Should report 3 errors out of 7 lines (4 updates).
-
clob
This dataset shows some text large object importing to PostgreSQL text datatype.
-
cluttured
A dataset with newline escaped and multi-line input (without quoting) Beware of data reordering, too.
-
csv
A dataset with csv delimiter ‘,’ and quoting ‘"’.
-
partial
A dataset from which we only load some columns of the provided one.
-
serial
In this dataset the id field is ommited, it’s a serial which will be automatically set by PostgreSQL while COPYing.
-
reformat
A timestamp column is formated the way MySQL dump its timestamp, which is not the same as the way PostgreSQL reads them.

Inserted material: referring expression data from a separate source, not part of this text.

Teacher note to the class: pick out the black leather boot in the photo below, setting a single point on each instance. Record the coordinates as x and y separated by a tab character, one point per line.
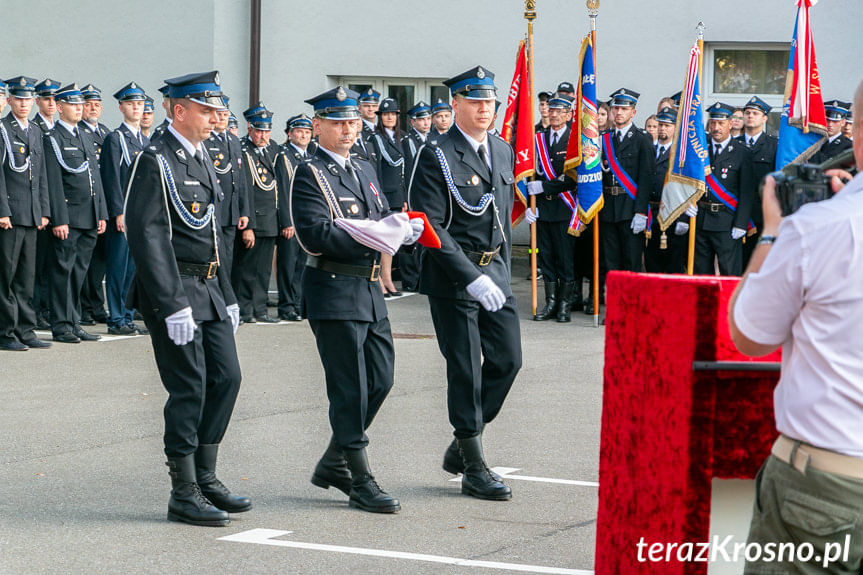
453	463
332	470
565	296
211	487
477	479
551	299
365	493
187	503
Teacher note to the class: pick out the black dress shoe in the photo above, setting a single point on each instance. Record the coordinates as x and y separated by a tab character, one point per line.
85	336
121	330
67	337
14	345
140	330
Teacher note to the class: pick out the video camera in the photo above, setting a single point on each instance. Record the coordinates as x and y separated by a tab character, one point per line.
799	184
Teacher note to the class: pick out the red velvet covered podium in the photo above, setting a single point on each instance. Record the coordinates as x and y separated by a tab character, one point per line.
678	410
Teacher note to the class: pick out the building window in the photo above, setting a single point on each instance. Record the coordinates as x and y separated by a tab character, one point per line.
733	73
406	91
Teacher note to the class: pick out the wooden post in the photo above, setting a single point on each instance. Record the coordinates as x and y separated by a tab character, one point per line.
690	255
530	16
593	12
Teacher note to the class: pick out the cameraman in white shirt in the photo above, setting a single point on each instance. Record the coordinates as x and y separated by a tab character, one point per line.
803	291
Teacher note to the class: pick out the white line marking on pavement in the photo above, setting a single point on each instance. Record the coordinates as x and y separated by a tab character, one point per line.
266	537
506	473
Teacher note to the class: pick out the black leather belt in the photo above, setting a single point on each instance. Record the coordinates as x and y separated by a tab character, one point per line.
370	272
205	271
711	206
482	258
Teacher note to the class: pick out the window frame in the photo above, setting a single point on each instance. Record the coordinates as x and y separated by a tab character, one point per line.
734	99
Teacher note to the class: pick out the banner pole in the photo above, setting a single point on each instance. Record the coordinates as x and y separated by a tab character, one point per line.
593	12
530	16
690	255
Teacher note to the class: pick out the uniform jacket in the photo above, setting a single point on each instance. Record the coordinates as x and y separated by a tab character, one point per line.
291	159
447	271
262	166
326	295
77	200
227	155
763	162
158	237
411	143
40	121
636	156
98	135
26	198
551	206
733	169
831	149
119	151
391	166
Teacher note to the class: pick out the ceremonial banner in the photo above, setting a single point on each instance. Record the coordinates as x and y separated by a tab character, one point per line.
518	130
689	160
583	154
803	122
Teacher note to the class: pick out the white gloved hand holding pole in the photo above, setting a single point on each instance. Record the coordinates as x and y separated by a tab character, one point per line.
484	290
234	314
181	326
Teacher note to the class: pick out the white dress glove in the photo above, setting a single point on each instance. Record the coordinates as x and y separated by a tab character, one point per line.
534	188
181	326
639	223
416	227
487	293
234	314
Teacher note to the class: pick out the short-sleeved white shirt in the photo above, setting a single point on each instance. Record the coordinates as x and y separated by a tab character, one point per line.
808	297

The reformat.mysql module is used to reformat the data on-the-fly.
-
udc
A used defined column test, where all file columns are not used but a new constant one, not found in the input datafile, is added while loading data.
running the import
You can launch all those pgloader tests in one run, provided you created the necessary tables:
$ for sql in */*sql; do psql pgloader < $sql; done
$ ../pgloader.py -Tsc pgloader.conf
errors WARNING COPY error, trying to find on which line
errors WARNING COPY data buffer saved in /tmp/errors.AhWvAv.pgloader
errors WARNING COPY error recovery done (2/3) in 0.064s
errors WARNING COPY error, trying to find on which line
errors WARNING COPY data buffer saved in /tmp/errors.BclHtj.pgloader
errors WARNING COPY error recovery done (1/1) in 0.054s
errors ERROR 3 errors found into [errors] data
errors ERROR please read /tmp/errors.rej.log for errors log
errors ERROR and /tmp/errors.rej for data still to process
errors ERROR 3 database errors occured
reformat WARNING COPY error, trying to find on which line
reformat WARNING COPY data buffer saved in /tmp/reformat.6P4WCD.pgloader
reformat WARNING COPY error recovery done (1/4) in 0.034s
reformat ERROR 1 errors found into [reformat] data
reformat ERROR please read /tmp/reformat.rej.log for errors log
reformat ERROR and /tmp/reformat.rej for data still to process
reformat ERROR 1 database errors occured
Table name | duration | size | copy rows | errors
====================================================================
allcols | 0.025s | - | 8 | 0
clob | 0.034s | - | 7 | 0
cluttered | 0.061s | - | 6 | 0
csv | 0.035s | - | 6 | 0
errors | 0.113s | - | 4 | 3
fixed | 0.045s | - | 3 | 0
partial | 0.030s | - | 7 | 0
reformat | 0.036s | - | 4 | 1
serial | 0.029s | - | 7 | 0
simple | 0.050s | - | 7 | 0
udc | 0.020s | - | 5 | 0
====================================================================
Total | 0.367s | - | 64 | 4
Please note errors test should return 3 errors and reformat 1 error.